Assuming faster electronics costs more money (in design time, testing, manufacturing costs, chip area, etc.), then I would expect Atmel's designers to trade reduced cost for reduced performance? Especially if there is feedback from customers that they aren't willing to pay a price premium for highest speed SPI?
A technical result might be driven by balancing cost and profit.
- Also from the datasheet: "When the SPI
is configured as Slave, the SPI is only guaranteed to work at \$\dfrac{f_{osc}}{4}\$ or lower".
Typically, a MCU runs from it's own clock source; it is asynchronous with respect to other clock sources. Internally, it's SPI peripheral is synchronous with its own clock.
An SPI slave must lock to the external clock of a different asynchronous device.

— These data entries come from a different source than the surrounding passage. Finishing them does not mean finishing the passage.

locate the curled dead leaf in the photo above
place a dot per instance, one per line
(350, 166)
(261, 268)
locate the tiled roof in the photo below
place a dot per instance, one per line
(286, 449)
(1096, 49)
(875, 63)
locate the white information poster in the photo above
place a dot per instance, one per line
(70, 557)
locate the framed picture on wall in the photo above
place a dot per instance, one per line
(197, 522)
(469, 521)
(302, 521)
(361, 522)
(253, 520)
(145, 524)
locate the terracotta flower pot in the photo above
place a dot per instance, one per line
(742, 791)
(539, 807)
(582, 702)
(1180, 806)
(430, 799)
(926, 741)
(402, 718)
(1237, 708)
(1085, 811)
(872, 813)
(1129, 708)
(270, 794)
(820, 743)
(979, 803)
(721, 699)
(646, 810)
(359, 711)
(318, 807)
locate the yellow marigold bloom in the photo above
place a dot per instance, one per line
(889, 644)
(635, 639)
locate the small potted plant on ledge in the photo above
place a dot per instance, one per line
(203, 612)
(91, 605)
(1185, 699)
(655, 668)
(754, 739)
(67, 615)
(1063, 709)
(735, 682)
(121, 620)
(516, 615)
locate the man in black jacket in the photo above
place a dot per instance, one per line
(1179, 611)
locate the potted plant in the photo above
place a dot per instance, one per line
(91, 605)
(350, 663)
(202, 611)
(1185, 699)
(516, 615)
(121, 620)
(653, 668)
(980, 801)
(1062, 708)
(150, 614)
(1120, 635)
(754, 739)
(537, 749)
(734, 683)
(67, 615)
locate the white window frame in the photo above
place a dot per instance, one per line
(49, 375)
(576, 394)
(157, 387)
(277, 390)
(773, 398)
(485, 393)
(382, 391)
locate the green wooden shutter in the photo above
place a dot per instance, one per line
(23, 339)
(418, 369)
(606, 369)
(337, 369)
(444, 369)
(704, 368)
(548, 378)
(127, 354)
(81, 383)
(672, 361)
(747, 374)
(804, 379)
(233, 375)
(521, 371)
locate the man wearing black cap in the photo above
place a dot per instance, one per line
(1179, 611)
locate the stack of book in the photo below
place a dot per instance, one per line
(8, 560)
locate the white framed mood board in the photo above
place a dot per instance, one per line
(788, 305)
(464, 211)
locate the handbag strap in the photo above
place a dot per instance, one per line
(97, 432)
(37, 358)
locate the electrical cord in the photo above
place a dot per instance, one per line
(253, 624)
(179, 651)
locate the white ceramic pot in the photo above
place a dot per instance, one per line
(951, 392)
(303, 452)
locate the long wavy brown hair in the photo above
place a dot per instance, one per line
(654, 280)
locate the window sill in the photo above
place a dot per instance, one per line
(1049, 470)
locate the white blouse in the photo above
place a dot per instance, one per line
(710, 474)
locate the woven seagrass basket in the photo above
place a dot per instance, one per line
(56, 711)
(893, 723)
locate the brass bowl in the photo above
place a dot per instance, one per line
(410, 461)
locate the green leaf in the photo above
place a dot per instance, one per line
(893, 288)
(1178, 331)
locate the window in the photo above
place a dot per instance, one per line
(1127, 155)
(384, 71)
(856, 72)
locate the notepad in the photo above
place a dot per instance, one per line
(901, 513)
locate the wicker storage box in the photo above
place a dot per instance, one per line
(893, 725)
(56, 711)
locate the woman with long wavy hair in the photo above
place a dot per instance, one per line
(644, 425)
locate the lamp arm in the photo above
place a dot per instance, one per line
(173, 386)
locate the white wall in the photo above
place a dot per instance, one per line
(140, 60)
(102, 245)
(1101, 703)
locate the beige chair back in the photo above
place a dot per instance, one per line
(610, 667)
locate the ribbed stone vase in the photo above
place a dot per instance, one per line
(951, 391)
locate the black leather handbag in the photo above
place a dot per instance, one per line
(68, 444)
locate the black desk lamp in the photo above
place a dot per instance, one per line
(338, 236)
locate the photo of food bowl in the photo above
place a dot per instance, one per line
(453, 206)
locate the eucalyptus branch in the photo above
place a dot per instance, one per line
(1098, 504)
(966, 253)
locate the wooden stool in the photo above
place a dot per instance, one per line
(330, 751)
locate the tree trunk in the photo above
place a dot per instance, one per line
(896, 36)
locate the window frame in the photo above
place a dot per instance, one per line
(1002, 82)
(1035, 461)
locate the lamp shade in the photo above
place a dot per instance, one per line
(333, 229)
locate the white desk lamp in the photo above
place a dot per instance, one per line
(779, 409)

One way to do this is to 'sample' the external clock synchronously with the ATmega328's internal clock, two or more times for each state. This ensures the falling and rising edge of the external clock signal can't be confused.
If the slave were running at \$\dfrac{f_{osc}}{2}\$ there would only be time to take two samples of the external clock (synchronised with its own clock).
So that would imply one high and one low; the master clock is in an unknown state between samples. If the two systems were drifting with respect to each other the external clock signal might appear to jitter with long and short durations for the slave, making synchronisation fragile (which no one would like to deal with), or more complex (extra cost). It may be harder (more expensive) to make a system which can sample at higher than the systems clock to avoid this.
However with two, or more highs and two or more lows, they will stay broadly in-synch; the state of the master clock is known definitively between two highs and two lows, so for those periods there is no clock error between the master and slave.
So a way to 'know' that your synched, for part of the time, is see the external clock in the same state two or more times, hence the 4x slower.